MATH 748H, Introduction to Homotopy Theory & Characteristic Classes

Instructor:

Jonathan Rosenberg. You may call me at (301) 405-5166 or (301) 405-5059 or reach me by email at jmr@math.umd.edu. I usually attend the Geometry/Topology Seminar (Mondays 3-4), the Math/Physics joint workshop Tuesday 2-3, the Representation Theory Seminar (Wednesdays 2-3), and the Algebra Seminar (Wednesdays 3-4). My office hours are Mondays and Fridays 1-2 in room 1106 (these may sometimes have to be changed, depending on when various meetings are scheduled).

Meetings:

MWF at 11 in MTH 0102.

Prerequisites:

MATH 730 and 734 or equivalent.

Text:

A Concise Course in Algebraic Topology by J. Peter May, Chicago Lectures in Math., Univ. of Chicago Press, 1999. Also useful are Hatcher's series of books on algebraic topology, which are available on the web.

Quick Summary:

This course will attempt to bridge the gap between what is covered in MATH 734 and the topology one really needs for research in geometry and topology (or even some aspects of analysis). Topics will include: higher homotopy groups, the Hurewicz theorem, fiber bundles and fibrations, methods for computing homotopy and homology groups, vector bundles, and characteristic classes. There will be no exams, but regular problem sets will be assigned.

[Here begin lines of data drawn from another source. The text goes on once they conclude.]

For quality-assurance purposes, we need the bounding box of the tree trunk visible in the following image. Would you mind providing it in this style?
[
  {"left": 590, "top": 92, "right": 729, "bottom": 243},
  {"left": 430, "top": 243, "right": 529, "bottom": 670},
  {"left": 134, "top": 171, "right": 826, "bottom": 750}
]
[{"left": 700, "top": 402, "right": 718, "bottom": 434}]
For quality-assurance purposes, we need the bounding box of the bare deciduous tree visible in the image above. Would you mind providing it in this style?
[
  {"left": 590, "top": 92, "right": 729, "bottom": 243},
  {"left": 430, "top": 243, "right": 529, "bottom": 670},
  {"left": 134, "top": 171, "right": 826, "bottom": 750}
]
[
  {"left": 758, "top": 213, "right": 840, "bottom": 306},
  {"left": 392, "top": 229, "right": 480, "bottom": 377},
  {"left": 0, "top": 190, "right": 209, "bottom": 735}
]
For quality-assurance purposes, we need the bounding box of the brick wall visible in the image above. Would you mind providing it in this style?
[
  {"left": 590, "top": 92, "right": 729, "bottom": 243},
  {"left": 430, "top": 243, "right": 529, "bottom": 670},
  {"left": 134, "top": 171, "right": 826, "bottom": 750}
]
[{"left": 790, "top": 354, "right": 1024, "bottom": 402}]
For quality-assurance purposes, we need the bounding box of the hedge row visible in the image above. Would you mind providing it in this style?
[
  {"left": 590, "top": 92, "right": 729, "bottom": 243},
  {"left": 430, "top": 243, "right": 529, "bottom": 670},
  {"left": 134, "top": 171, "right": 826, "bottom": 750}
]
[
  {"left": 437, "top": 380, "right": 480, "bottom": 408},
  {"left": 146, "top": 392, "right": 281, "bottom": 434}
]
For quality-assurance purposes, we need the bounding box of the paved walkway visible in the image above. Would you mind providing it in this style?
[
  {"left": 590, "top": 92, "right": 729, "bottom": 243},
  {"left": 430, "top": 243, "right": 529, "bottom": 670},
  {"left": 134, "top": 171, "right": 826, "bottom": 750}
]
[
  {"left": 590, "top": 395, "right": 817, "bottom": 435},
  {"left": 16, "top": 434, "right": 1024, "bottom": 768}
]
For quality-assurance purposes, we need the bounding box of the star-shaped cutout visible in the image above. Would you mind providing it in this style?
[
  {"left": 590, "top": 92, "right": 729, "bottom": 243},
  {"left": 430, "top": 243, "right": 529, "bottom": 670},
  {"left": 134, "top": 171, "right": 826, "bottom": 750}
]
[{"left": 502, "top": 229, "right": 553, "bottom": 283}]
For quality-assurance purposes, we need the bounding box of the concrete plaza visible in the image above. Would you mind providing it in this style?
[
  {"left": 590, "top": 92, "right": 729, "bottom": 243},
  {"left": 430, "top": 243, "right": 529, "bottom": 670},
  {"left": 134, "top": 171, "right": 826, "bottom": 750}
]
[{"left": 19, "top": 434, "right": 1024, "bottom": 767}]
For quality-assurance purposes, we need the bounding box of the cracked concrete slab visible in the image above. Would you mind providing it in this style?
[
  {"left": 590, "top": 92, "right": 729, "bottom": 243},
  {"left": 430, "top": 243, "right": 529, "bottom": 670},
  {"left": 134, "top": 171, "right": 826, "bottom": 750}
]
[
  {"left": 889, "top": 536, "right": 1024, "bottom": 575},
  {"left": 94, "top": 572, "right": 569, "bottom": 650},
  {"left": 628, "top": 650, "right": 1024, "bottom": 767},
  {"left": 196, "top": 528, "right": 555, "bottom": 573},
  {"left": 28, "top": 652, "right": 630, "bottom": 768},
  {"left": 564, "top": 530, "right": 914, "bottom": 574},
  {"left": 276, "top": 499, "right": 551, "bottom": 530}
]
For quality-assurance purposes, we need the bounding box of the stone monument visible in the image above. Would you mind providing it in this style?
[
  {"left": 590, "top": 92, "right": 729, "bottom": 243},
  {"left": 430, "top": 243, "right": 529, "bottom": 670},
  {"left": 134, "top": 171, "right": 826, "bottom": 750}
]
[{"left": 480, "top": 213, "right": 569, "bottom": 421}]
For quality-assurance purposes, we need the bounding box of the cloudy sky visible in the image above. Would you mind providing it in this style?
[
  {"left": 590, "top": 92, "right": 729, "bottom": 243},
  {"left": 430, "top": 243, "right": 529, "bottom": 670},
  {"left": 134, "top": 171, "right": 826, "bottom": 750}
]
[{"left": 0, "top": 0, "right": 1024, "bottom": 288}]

Schedule (will be updated as the semester progresses):

Week	Topic	Reading Assignment	Notes
9/2-9/6	Introduction, language, foundations	M, § 2.1-2.6, Ch. 5	Classes start on Wednesday.
9/9-9/13	Cofibrations and fibrations	M, Ch. 6-7	See homework assignment 1, due 9/18.
9/16-9/20	Homotopy groups and exact sequences	M, Ch. 8-9	Monday is Yom Kippur. See homework assignment 2, due 9/25.
9/23-9/27	Homotopy groups and exact sequences (cont'd)	M, Ch. 8-9	See homework assignment 3, due 10/2. You may download a solution of problem 1 here.
9/30-10/4	CW complexes and Whitehead's Theorem	M, Ch. 10-11; H-AT, § 4.1, pp. 346-360	See homework assignment 4, due 10/16.
10/7-10/11	The homotopy excision and the Hurewicz theorems	M, Ch. 11 and 15; H-AT, § 4.2, pp. 360-375
10/14-10/18	The homotopy excision and the Hurewicz theorems (cont'd)	M, Ch. 11 and 15, also § 16.1-16.4; H-AT, § 4.2, pp. 360-375	See homework assignment 5, due 10/23.
10/21-10/25	Eilenberg-MacLane spaces and beginnings of obstruction theory	M, § 16.4, 16.5, 18.5; H-AT, § 4.3, pp. 410-419	See homework assignment 6, due 10/30.
10/28-11/1	Postnikov systems, The Serre spectral sequence	M, § 22.4; H-SS	See homework assignment 7, due 11/11.
11/4-11/8	The Serre spectral sequence: more details and applications	H-SS
11/11-11/15	Serre classes and applications	H-SS
11/18-11/22	Vector bundles and classifying spaces	M, § 23.1; H-VB, § 1.1-1.2
11/25-11/29	Vector bundles and classifying spaces (cont'd)		No class November 27 or 29. Happy Thanksgiving!
12/2-12/6	Characteristic classes		See homework assignment 8, due 12/11.
12/9-12/13	Characteristic classes (cont'd)		Last week of classes
Under "Reading Assignment", M denotes May's book; H-AT denotes Hatcher's book "Algebraic Topology"; H-VB denotes Hatcher's book "Vector Bundles and K-Theory"; H-SS denotes Hatcher's book "Spectral Sequences in Algebraic Topology".